IPA two-course lunch a little much for the delicate
Bitch doesn’t normally do lunches (far too early in the day for this party girl), but she thought she’d make an exception for the IPA Members’ Lunch at the Savoy Hotel on Wednesday, where the IPA’s new president Nicola Mendelsohn, revealed her plans for the future of advertising (go girl). However, from the look of the picture, she looks like she's gone a bit mad with the crayon set.
Appears the plans for the future of advertising don’t include a return to the halcyon days before the downturn as, although Bitch enjoyed the Champagne reception, the whispers of it being an "austerity" lunch, with just two courses instead of three, did the rounds quite early on.
Some of you really are used to the high life aren’t you, my delicate little flowers…
Bitch enjoys a ride
It’s not often that Bitch comes across men selling their bodies for charity, but she’s not averse to it. But before you ladies get too excited (the heat outside has probably set you off already), things are not quite what they seem at regional outdoor specialist Signature Outdoor.
Three of the staff are taking up the challenge to complete the Etape, the ninth stage of the Tour de France, for Macmillan Cancer research. It’s been ages since Bitch has been back in the saddle, but she loves a good ride, and is glad her outdoor boys are stiffening their resolve to accept the challenge.
Pictured is sales director James Harrison doing his Iron Man bit.
Signature are holding a fundraiser on the 30 June, where there will be a couple of live bands playing, and a raffle offering anything from cinema systems to, bizarrely, hula hoop lessons!
Missing some lunches could be the order of the day
Actually, the media industry seems to be back in full swing with its charity hat on again, as word reaches Bitch that another outdoor company, Admedia, have run the annual race, Miles for Missing People, which raises money for, well, charities representing missing people.
Bitch has been sent a picture of their athletic prowess. Darlings, love what you’re doing for the cause, but Bitch doesn’t think you’ll be worrying the Olympic Committee any time soon.

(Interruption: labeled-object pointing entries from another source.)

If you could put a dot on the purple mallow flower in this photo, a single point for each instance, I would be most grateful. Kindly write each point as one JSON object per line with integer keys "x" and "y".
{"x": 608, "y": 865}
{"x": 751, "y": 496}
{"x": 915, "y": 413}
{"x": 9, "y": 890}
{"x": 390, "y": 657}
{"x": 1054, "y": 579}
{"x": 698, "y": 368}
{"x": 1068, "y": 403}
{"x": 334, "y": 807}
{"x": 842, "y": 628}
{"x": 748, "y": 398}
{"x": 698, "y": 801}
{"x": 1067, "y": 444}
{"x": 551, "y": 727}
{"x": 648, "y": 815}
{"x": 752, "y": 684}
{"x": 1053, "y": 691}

Mother's ruin ruins the single girl
Bitch doesn’t know quite what it is, but she seems to be on the list for several gin-based parties this week, with Bombay Sapphire launching a "night infused with imagination" (whatever that means) and literally 10 minutes after that, a night with The Adventurists Film Festival and Hendricks Gin. She knows that the sun is coming out, but this is getting ridiculous.
She ‘s not sure they know what they’re letting themselves in for, as all of Bitch’s memories of "gin-infused" nights involve sitting on the stairs at parties, with mascara running down her face, complaining that "nobody likes my new shoes."